He wouldn’t give up the dream. After the first time he washed out of the majors, he accepted a position on the roster of the Cubs minor league team in Des Moines and bought an RV that he parked behind the wall in centerfield. His walk to work was about 100 steps. There he entertained his teammates, curious fans, anybody who wanted to come and hang out. Dozens of strangers every night just made themselves at home in his camper, hanging out and talking baseball as Beck waited for a major league team that would be willing to take a chance on him.

That chance came but his comeback was cut short and he retired for good. As far as I can tell, he didn’t donate his millions to an orphanage or to cancer research.
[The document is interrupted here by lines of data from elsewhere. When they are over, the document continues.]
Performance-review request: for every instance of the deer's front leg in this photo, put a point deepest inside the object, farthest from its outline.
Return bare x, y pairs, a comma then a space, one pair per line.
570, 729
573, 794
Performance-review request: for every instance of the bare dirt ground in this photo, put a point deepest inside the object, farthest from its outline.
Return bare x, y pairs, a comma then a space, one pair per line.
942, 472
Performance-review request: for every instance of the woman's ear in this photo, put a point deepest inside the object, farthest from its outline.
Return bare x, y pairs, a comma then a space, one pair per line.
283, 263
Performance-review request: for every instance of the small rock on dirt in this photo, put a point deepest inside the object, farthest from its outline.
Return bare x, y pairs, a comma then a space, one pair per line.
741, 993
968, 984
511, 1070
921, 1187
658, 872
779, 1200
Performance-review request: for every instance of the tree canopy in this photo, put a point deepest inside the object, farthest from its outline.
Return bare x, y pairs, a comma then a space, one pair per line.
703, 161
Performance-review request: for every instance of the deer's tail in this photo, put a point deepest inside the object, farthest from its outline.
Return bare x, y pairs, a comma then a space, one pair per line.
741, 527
This is not one of those types of stories. Rod Beck was not a healthy guy. He drank a lot more than he should have, smoked, and several articles on his death implied that he also abused harder, illicit drugs. He was found dead at his home in Arizona at age 38.

So, why do I bring up Rod Beck, of all the worthy souls I might have focused upon? He didn’t exemplify Unitarian Universalist values in some exemplary way. He was not some great humanitarian. He was a tragic figure, with quite a bit of self-destructiveness thrown in. But, his life calls to mind certain lessons. While living in his RV behind the center field wall of the minor league baseball stadium in Des Moines, someone asked Beck about his desire to continue playing. He replied, “If plumbing was a sport, all those guys would be on TV and I’d be working 9 to 5 playing baseball. And it wouldn’t mean a difference to me at all?”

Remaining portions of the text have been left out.